Perhaps I should be using Ubuntu until rke+CentOS is a little more baked? Thanks!
This issue still apply to my environment using rancher server alpha:21
I am also getting this with:
2018/03/30 17:32:06 [INFO] cluster [cluster-hqm7l] provisioning: [authz] system:node ClusterRoleBinding created successfully
2018/03/30 17:32:06 [INFO] cluster [cluster-hqm7l] provisioning: [certificates] Save kubernetes certificates as secrets
2018/03/30 17:32:07 [INFO] cluster [cluster-hqm7l] provisioning: [certificates] Successfully saved certificates as kubernetes secret [k8s-certs]

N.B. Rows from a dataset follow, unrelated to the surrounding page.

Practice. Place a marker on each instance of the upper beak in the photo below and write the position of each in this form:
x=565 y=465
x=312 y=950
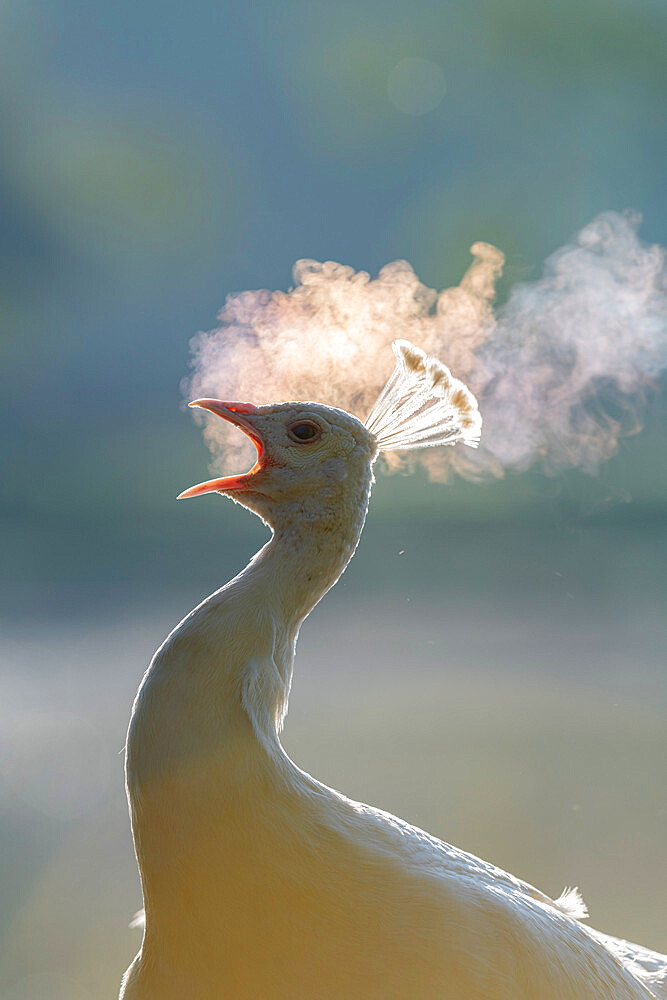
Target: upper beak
x=239 y=414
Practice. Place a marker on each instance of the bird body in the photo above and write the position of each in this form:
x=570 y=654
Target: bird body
x=261 y=883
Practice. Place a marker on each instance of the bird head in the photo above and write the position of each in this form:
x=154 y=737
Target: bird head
x=311 y=460
x=316 y=461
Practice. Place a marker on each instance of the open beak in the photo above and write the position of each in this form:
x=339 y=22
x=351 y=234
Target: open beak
x=237 y=414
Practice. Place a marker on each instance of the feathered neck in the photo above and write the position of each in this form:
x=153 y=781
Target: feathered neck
x=231 y=658
x=204 y=739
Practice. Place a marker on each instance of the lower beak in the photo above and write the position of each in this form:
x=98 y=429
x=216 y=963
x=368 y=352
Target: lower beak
x=239 y=414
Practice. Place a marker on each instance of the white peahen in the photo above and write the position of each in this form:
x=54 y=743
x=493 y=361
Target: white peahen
x=261 y=883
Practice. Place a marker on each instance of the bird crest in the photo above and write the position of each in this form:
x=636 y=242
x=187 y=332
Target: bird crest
x=423 y=405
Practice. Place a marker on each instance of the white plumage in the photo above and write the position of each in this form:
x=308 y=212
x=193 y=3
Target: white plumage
x=261 y=883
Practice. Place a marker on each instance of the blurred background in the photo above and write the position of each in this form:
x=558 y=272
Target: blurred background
x=491 y=666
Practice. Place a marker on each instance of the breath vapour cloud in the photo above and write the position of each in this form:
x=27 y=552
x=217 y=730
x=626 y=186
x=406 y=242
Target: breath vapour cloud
x=560 y=370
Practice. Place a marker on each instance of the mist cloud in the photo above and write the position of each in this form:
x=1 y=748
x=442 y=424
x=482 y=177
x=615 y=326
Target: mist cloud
x=560 y=370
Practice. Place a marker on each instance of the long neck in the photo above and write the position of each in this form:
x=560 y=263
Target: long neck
x=203 y=736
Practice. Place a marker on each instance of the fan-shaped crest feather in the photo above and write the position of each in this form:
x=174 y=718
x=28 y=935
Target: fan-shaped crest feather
x=423 y=405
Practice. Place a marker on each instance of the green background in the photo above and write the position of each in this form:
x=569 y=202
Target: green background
x=491 y=665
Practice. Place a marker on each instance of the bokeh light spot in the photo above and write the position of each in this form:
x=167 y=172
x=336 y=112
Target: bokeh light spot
x=416 y=86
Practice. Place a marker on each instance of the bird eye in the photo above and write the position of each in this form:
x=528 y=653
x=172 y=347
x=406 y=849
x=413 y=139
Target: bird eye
x=305 y=430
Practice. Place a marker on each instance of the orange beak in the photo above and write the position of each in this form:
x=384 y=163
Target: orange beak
x=237 y=414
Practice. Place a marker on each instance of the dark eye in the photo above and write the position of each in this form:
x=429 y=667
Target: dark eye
x=305 y=430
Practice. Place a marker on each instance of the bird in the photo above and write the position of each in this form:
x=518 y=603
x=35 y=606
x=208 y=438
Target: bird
x=259 y=881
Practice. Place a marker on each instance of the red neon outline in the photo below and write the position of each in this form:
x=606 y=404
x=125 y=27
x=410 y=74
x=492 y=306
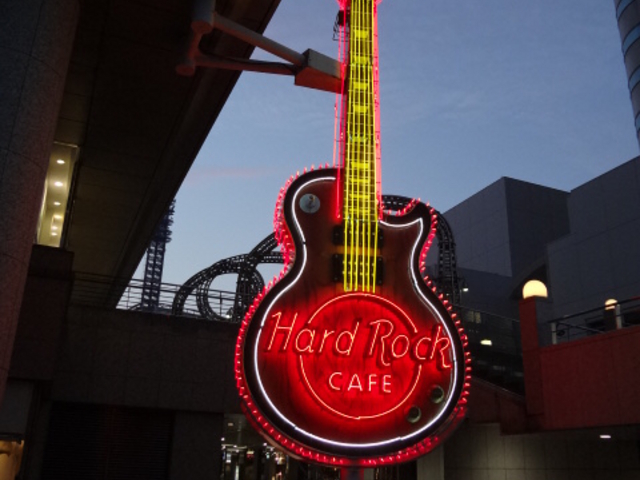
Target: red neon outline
x=411 y=452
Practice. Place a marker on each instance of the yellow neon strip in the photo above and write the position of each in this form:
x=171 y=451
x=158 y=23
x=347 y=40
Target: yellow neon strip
x=360 y=199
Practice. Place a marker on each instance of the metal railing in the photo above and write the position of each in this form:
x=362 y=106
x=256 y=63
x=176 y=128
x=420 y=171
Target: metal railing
x=494 y=341
x=595 y=321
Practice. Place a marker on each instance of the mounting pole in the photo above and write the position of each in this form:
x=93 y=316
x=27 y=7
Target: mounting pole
x=310 y=69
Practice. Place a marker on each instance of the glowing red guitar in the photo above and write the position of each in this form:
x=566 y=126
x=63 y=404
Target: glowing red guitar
x=352 y=358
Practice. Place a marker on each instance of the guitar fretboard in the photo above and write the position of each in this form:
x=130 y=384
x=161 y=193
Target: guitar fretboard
x=360 y=148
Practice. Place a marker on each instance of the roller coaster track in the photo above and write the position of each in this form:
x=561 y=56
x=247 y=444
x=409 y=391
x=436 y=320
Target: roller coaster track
x=250 y=281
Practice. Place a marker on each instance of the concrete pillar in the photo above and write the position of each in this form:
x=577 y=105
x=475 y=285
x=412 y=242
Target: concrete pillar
x=36 y=37
x=529 y=333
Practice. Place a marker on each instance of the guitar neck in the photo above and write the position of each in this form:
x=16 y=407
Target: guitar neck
x=360 y=133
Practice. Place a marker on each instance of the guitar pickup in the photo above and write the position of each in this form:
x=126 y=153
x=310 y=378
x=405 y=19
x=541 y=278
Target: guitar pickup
x=337 y=268
x=337 y=236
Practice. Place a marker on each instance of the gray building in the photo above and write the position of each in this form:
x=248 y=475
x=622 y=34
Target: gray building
x=581 y=244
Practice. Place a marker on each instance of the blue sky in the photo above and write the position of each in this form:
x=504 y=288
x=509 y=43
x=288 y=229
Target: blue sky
x=471 y=91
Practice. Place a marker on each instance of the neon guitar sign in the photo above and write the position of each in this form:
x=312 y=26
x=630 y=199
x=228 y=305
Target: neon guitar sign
x=351 y=358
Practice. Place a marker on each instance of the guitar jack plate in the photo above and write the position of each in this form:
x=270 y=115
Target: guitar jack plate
x=309 y=203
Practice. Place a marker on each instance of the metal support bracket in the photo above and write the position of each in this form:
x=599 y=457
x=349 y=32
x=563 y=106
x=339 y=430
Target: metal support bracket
x=311 y=69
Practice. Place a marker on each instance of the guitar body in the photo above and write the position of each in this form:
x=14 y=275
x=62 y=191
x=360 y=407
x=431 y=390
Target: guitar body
x=350 y=377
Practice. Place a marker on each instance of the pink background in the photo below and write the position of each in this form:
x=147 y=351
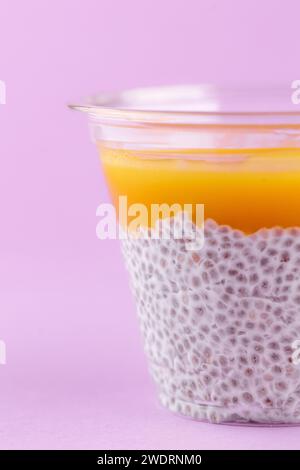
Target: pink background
x=75 y=374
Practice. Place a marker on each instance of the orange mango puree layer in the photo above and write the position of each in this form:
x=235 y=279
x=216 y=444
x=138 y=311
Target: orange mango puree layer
x=246 y=189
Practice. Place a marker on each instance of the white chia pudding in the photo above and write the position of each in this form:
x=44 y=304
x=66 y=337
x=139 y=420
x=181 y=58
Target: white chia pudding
x=221 y=324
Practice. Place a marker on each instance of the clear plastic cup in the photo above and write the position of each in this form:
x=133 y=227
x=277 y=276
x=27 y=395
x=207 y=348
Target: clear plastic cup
x=220 y=320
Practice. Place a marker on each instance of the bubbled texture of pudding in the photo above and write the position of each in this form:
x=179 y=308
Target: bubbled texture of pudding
x=219 y=322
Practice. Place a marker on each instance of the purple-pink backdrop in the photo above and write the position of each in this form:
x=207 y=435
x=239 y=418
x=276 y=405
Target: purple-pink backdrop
x=75 y=374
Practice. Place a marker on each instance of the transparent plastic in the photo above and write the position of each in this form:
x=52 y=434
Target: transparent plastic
x=221 y=322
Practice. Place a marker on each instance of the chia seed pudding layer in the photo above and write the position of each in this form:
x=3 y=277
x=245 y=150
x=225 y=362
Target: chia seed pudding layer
x=221 y=324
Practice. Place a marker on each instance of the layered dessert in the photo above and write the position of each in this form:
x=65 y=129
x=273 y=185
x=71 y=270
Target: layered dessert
x=221 y=323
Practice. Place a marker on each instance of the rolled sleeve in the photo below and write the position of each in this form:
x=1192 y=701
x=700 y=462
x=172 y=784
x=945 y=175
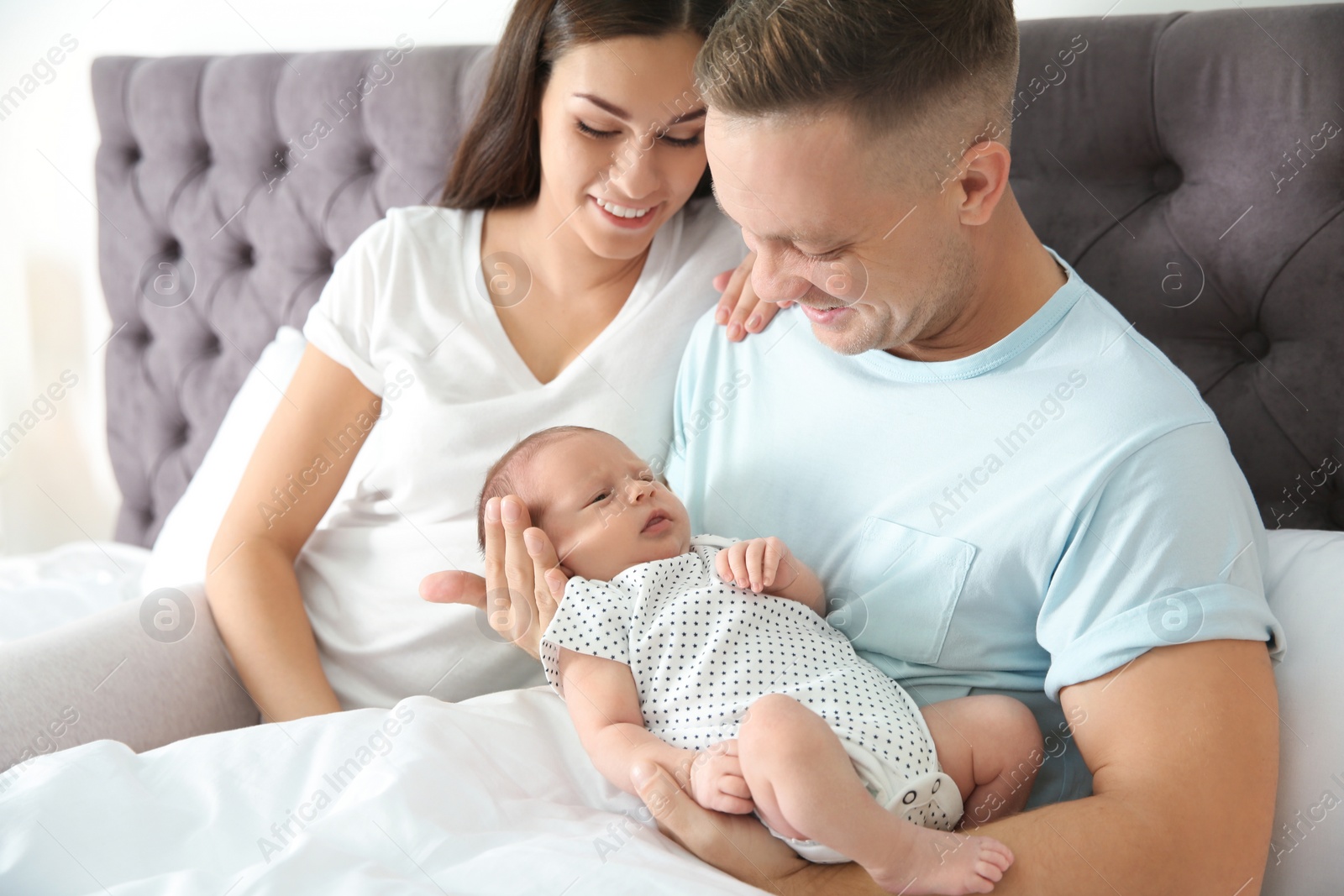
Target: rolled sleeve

2018/03/30 17:32:07 [INFO] cluster [cluster-hqm7l] provisioning: [state] Saving cluster state to Kubernetes
2018/03/30 17:32:07 [INFO] cluster [cluster-hqm7l] provisioning: [state] Successfully Saved cluster state to Kubernetes ConfigMap: cluster-state
2018/03/30 17:32:07 [INFO] cluster [cluster-hqm7l] provisioning: [worker] Building up Worker Plane..
2018/03/30 17:32:07 [INFO] cluster [cluster-hqm7l] provisioning: [sidekick] Sidekick container already created on host [147.75.76.197]
E0330 17:32:07.809962 1 generic_controller.go:204] ClusterController cluster-hqm7l [cluster-provisioner-controller] failed with : [workerPlane] Failed to bring up Worker Plane: Failed to start [kubelet] container on host [147.75.76.197]: Error response from daemon: linux mounts: Path /var/lib/kubelet is mounted on / but it is not a shared mount.
I'm getting this in Rancher 2.0 Beta 1, Docker 17.03.2-ce
I'm getting this in Rancher 2.0.0-beta3, Docker 17.03.2-ce
+1 on Rancher 2.0.0-beta3, Docker 1.13.1
+1 Rancher 2.0.0-beta3, Docker 17.03.2
+1 Rancher 2.0 Docker version 17.09.1-ce, build 19e2cf
+1 Rancher 2.0 Docker 1.13.1 build 092cba3
With self signed certificates
This fixed it for me.
Create the file /etc/systemd/system/docker.service.d/mount_flags.conf and insert as shown and restart the docker service.
[ubuntu@k8s01][~]$ cat /etc/systemd/system/docker.service.d/mount_flags.conf
[Service]
MountFlags=shared
+1 Rancher 2.2 Docker 18.06.0-ce 14.04.1-Ubuntu
And tried to set Docker MountFlags-shared and restart docker service. The same problem.
@cw1427 This ticket is old (and closed). Best for you to open a new ticket with all the details.